Artist's conception of a dwarf galaxy
Artist’s conception of a dwarf galaxy, its shape distorted, most likely by a past interaction with another galaxy, and a massive black hole on its outskirts (pullout). The black hole is drawing in material that forms a rotating disk and generates jets of material propelled outward. Sophia Dagnello, NRAO/AUI/NSF

We know that at the heart of galaxies lie enormous supermassive black holes, although exactly how these black holes formed when the universe was young is a question scientists are still investigating. Now, astronomers have new clues to this conundrum with the discovery of 13 massive black holes in dwarf galaxies relatively nearby to Earth.

The 13 dwarf galaxies are less than a billion light-years away, and they are tiny compared to the Milky Way. The size of the black hole is related to the size of the galaxy, so tiny galaxies usually (but not always) have tiny black holes to match. In the case of these galaxies, scientists are expecting the black holes to be around 400,000 times the mass of our sun. For reference, the black hole at the heart of our galaxy, Sagittarius A*, is around 2,600,000 times the mass of the sun. Researchers can observe these black holes to learn about how they grow over time.

“We hope that studying them and their galaxies will give us insights into how similar black holes in the early universe formed and then grew, through galactic mergers over billions of years, producing the supermassive black holes we see in larger galaxies today, with masses of many millions or billions of times that of the sun,” Amy Reines of Montana State University, one of the researchers, said in a statement.

The black holes were discovered using the Very Large Array (VLA), a set of 28 radio telescopes each 25 meters across, that worked together to create high-resolution images of a selection of small galaxies.

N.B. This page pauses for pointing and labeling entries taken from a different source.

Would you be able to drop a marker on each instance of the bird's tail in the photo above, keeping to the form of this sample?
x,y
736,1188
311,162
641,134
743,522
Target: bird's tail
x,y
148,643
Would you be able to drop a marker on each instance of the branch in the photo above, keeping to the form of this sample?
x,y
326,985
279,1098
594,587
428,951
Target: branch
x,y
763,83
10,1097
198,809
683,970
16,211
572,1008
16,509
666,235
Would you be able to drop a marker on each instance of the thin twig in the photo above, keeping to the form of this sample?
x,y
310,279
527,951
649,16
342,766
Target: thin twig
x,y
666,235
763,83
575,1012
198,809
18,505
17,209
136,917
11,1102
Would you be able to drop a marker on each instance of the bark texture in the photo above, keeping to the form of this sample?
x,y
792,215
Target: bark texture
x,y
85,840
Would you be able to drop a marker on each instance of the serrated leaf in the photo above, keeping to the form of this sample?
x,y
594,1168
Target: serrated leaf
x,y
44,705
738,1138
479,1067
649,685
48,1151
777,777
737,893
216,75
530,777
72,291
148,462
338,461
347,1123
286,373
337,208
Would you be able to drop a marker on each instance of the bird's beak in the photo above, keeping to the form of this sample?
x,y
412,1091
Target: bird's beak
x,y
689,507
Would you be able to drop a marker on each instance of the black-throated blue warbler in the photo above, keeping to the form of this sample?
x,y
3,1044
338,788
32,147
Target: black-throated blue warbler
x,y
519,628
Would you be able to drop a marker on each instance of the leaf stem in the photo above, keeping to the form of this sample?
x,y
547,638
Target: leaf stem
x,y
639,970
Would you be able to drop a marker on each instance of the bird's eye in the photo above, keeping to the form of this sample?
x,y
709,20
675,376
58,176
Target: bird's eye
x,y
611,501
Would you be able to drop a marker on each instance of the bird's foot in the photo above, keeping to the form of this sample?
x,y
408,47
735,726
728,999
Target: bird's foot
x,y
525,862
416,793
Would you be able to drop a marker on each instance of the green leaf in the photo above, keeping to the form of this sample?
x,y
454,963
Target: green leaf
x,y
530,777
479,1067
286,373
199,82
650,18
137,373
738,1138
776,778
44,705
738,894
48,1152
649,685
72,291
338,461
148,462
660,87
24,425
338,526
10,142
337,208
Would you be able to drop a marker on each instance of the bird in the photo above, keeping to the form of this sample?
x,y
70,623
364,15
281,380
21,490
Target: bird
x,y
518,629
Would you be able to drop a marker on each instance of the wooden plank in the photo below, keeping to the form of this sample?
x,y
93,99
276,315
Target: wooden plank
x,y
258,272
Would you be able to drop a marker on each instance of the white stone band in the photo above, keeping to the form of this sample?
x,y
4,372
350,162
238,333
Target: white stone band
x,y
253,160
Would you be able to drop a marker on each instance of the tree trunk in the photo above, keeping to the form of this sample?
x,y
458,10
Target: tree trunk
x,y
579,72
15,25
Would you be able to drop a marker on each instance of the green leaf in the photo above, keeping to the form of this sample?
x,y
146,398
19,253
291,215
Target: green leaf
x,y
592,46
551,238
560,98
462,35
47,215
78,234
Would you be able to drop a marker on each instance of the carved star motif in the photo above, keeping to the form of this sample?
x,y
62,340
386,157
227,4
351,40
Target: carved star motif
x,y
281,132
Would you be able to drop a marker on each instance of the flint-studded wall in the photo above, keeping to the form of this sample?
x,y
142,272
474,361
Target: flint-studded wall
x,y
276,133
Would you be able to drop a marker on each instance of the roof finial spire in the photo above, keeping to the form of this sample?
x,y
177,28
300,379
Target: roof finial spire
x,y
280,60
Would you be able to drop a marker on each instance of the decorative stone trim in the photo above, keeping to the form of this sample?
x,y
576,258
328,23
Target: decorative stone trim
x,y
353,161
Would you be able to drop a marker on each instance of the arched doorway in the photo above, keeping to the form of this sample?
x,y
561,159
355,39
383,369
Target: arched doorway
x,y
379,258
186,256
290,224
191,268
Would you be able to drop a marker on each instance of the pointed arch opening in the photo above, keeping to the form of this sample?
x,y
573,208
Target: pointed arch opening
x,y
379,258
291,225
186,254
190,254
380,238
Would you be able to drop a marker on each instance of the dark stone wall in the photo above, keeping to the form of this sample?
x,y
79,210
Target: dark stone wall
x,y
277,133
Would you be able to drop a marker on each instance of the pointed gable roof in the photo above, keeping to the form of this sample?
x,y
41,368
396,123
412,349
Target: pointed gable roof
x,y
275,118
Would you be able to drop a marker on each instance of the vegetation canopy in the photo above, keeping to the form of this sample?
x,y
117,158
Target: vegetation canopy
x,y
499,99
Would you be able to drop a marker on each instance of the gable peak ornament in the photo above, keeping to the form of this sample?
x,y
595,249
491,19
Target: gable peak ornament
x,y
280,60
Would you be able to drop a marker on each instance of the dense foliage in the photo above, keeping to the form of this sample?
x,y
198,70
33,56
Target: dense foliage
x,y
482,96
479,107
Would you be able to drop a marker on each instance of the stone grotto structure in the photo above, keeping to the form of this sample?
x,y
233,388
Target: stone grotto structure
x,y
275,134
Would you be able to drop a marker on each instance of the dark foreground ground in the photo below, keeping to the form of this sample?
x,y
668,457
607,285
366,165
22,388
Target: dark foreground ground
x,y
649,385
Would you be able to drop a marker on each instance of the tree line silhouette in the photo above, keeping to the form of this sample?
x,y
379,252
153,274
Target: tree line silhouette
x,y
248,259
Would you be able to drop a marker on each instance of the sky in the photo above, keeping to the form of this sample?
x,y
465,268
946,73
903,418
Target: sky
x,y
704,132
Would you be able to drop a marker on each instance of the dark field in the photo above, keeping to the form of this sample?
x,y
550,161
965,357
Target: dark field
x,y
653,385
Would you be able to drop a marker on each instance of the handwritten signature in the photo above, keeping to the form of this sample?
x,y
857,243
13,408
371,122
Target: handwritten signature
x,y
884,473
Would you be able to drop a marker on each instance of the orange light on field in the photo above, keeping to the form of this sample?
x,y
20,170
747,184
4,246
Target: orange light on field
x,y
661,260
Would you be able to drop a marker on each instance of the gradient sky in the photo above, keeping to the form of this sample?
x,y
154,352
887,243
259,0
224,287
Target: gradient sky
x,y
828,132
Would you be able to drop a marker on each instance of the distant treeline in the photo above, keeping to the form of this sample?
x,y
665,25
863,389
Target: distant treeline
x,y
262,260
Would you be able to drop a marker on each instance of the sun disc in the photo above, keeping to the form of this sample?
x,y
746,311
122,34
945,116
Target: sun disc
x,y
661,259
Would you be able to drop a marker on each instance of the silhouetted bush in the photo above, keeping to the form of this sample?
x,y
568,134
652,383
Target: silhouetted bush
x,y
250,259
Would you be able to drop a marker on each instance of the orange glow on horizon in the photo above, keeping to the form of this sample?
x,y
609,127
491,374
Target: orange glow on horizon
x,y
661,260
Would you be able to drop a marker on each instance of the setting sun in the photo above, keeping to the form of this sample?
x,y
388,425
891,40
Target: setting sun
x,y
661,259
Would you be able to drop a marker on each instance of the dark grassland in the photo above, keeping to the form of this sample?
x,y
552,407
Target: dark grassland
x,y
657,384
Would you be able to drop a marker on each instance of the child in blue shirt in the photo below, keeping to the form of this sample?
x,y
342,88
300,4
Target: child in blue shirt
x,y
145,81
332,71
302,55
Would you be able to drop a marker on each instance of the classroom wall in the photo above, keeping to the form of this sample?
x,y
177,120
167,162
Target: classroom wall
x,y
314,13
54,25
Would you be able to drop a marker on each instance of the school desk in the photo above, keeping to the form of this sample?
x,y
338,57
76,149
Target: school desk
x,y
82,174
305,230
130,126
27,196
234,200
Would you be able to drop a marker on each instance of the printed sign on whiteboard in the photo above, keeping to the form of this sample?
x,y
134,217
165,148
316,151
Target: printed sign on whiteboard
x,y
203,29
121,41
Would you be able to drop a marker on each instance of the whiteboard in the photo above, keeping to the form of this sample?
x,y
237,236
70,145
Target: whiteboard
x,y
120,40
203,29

“The new VLA observations revealed that 13 of these galaxies have strong evidence for a massive black hole that is actively consuming surrounding material,” Reines said. There was another surprising finding as well: “We were very surprised to find that, in roughly half of those 13 galaxies, the black hole is not at the center of the galaxy, unlike the case in larger galaxies.”

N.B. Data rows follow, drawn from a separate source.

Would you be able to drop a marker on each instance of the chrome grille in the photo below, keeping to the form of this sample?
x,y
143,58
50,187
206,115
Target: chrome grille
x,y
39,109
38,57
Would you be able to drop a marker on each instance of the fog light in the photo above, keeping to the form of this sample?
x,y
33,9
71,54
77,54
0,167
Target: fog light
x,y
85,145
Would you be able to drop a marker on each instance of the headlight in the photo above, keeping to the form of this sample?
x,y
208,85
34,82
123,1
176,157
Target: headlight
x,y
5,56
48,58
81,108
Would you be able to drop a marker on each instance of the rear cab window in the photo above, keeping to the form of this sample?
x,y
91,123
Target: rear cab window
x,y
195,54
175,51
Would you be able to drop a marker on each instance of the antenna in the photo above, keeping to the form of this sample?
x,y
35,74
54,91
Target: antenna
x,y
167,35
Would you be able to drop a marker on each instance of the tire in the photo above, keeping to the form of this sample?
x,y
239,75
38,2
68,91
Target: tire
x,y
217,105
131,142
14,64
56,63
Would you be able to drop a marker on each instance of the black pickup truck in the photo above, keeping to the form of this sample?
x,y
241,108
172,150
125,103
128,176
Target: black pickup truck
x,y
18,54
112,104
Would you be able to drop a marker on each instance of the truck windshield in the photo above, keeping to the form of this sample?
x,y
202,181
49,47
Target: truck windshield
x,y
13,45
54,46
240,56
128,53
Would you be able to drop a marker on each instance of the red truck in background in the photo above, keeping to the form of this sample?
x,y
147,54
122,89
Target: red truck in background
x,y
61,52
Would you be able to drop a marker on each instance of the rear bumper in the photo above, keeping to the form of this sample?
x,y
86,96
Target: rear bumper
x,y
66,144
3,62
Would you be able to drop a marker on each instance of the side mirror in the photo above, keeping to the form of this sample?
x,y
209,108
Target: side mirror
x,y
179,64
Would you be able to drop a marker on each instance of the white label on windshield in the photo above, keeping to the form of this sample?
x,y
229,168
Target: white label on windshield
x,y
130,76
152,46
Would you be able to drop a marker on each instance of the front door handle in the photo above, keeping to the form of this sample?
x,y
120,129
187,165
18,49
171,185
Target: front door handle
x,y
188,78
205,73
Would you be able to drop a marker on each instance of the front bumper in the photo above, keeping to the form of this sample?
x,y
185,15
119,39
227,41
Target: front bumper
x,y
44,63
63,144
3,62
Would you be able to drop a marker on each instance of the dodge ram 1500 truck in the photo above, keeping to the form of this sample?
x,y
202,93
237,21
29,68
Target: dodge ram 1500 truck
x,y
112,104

This means that there is more we have yet to learn about how black holes and galaxies evolve together over time. “This work has taught us that we must broaden our searches for massive black holes in dwarf galaxies beyond their centers to get a more complete understanding of the population and learn what mechanisms helped form the first massive black holes in the early universe,” Reines said.

The research is available to view on pre-publication archive arXiv.org.